Burck has made no similar effort to withdraw from Bannon’s defense in the FTC case. In early December, weeks after seeking to drop off Bannon’s defense team in Manhattan federal court, he signed a brief arguing that the FTC’s subpoena for his testimony should be quashed.

At the outset of Tuesday’s hearing, Cooper said that “for some unstated reason,” Burck was unavailable to argue against the FTC’s petition to compel Bannon’s testimony.


When a Quinn Emanuel associate, Allison McGuire, prepared to begin her arguments for Bannon, Cooper inquired about the absence of the prominent white-collar defense lawyer, whose clients in recent years have included former White House counsel Donald McGahn and New England Patriots owner Robert Kraft.

“Mr. Burck was not able to fit us into his busy schedule this afternoon?” the judge asked.

“Unfortunately, he had a conflict, your honor,” McGuire replied.

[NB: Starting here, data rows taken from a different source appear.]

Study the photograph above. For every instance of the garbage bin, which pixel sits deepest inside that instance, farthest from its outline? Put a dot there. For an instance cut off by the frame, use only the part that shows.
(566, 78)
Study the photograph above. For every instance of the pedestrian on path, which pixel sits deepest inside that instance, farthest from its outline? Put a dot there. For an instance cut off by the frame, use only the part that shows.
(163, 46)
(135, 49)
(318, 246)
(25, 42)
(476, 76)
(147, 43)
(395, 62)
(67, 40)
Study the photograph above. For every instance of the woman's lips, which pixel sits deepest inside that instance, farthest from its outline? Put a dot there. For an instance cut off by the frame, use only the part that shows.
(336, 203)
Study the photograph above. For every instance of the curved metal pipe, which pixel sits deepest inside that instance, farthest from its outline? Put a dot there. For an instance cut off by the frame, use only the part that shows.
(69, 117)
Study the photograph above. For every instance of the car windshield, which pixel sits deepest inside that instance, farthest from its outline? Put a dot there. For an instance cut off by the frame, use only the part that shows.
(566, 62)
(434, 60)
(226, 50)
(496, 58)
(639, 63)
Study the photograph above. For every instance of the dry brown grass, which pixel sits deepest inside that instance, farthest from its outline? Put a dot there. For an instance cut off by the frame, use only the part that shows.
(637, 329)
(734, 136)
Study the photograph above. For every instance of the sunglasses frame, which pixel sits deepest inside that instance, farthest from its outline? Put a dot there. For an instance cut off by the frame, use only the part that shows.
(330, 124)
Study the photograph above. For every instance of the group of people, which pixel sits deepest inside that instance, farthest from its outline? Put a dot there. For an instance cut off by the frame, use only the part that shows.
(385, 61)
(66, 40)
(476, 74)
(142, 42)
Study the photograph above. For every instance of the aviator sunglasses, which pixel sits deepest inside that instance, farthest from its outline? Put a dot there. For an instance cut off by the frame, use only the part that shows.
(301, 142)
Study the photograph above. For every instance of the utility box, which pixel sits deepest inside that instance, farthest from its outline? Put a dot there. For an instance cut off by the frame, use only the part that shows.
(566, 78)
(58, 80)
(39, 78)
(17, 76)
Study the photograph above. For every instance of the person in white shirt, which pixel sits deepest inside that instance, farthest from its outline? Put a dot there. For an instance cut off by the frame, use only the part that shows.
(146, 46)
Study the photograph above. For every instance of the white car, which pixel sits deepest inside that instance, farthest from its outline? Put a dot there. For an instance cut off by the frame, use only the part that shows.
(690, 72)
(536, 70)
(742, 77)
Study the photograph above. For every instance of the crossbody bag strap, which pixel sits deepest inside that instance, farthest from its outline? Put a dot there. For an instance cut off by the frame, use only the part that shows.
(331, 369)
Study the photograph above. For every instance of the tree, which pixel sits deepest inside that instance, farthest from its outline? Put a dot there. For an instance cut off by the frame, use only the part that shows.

Cooper found there was no “substantive overlap” between the FTC’s investigation and Bannon’s criminal case, in which he is accused of using funds raised for an initiative called We Build the Wall for personal expenditures. The judge noted that Bannon could assert his Fifth Amendment right to avoid self-incrimination.

“As Mr. Burck surely knows, requiring a deponent to assert [the Fifth] on a question-by-question basis is a common practice in government investigations,” Cooper said.